Muito desabonaria este livro se omitisse do leitor que a inteligência literária dominante transformou o que se convenciona chamar de prefácio (texto que o autor faz fácil antes de começar a escrever sua obra) em espaço para reflexão pós. Portanto, no rigor do termo, não escrevo propriamente um prefácio, mas um posfácio,  já que a obra está plenamente consolidada e ao alcance de todos.

À semelhança de uma antologia, Impulsos reúne nomes consagrados da medicina que, por ofício, convivem muito amiúde com a estremeação pacificadora que precede a finitude do ser. Aqui não são as vozes dos médicos que estamos a ouvir, mas ecos de sensibilidade de homens que precisam estabelecer outra forma de diálogo com a sociedade.

Muitos se admiram quando sabem de um médico que se revela escritor ou poeta. Perguntei-me: por que se admiram? E se soubessem de um mecânico que, mesmo não tendo cursado uma universidade tornou-se prêmio Nobel da literatura? Eis José Saramago a nos dizer: “dificílimo ato é o de escrever, responsabilidade das maiores. Até para ser ateu um autor precisa de um alto grau de religiosidade.”

Que elo é este que une tantas naturezas distantes e distintas? A afinidade literária nos leva a refletir sobre a pergunta fundamental, “por que escrevemos?”. A questão nunca será plenamente respondida em separado da dúvida descarteana, “por que pensamos?” ou “por que existimos?”. Se examinarmos bem, cada resposta é mera tentativa de imobilizar no tempo a fluidez do devir e tal fluidez nada mais é do que o distanciamento existencial que se busca para enlevar o espírito aos planos mais altos da nossa transcendente perenidade material.

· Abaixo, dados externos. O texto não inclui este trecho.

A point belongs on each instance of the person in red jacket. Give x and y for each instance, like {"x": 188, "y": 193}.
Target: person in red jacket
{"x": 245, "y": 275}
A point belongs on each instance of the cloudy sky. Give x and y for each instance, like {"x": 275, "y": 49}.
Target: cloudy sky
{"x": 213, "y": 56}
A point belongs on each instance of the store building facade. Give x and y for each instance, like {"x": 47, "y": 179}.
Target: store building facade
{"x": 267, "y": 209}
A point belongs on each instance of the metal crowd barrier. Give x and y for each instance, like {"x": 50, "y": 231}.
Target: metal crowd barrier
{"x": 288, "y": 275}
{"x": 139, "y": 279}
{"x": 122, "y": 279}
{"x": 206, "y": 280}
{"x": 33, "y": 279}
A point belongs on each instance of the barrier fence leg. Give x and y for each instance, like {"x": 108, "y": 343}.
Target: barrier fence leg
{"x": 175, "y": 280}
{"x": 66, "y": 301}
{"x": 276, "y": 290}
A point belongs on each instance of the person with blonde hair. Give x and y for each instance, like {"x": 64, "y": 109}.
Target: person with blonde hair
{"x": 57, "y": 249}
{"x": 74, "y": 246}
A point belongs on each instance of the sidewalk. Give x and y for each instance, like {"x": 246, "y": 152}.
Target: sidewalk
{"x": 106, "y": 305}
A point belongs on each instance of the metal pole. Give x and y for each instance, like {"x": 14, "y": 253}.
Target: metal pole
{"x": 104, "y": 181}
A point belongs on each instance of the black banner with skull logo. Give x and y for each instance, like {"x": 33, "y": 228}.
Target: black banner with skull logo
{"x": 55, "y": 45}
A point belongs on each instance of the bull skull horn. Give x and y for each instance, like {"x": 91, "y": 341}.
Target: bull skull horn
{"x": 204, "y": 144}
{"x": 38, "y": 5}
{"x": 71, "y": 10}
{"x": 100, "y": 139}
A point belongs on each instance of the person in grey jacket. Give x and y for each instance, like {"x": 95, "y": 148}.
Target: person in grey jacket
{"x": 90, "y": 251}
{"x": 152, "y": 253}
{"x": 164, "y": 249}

Ora, supondo ser o espírito humano tão mortal quanto o é a carne, não seria heresia insinuar um paradoxo ainda mais desconcertante: que o ofício do poeta pode ser comparado ao daquele que necropsia um cadáver para desvelar nos segredos da carne morta, o que substantivamente afetou a sua apocalíptica existência. Por outro lado, o ato introspectivo de compor pode se assemelhar ao arremesso da garrafa do náufrago, que apesar das duvidosas chances de ser arrepanhada, segue um destino incerto sobre o mar revolto, levando em si duas urgências: um grito reprimido de socorro e uma esperança salvífica que, pode significar a tentativa de imortalizar o ser ou a idéia.

Mas como um grito nem sempre é audível na vastidão do mundo e a esperança geral raramente se cumpre entre os destroços da lógica vigente, pode-se admitir que, nos meandros da arte literária, existe uma convenção pouco tácita ou mesmo ambígua entre o autor e o leitor e, identicamente entre o médico e o paciente, de modo que, um se disfarça de periodeuta que cura e aceita o segundo como enfermo. Mas quando o médico se assume poeta, os papeis estão arbitrariamente invertidos. Que transformação se verifica ai?

Lautréamont insinuou que os poetas das seculares escrituras são os enfermeiros que consolam a humanidade com palavras e Deus é quem ganha a fama. Se sua intenção foi decretar um equívoco insuprimível entre poetas e deuses, que o mesmo não ocorra entre autores e leitores, médicos e pacientes, pois, apesar da surdez do mundo, nem todo grito se extravia no espaço, porquanto a idéia suficiente do humanismo exige o verbo, e o verbo humanizar é ação pensante, por isso o ofício do poeta é levar para o leitor os Impulsos nauseantes que ameaçam seus domínios.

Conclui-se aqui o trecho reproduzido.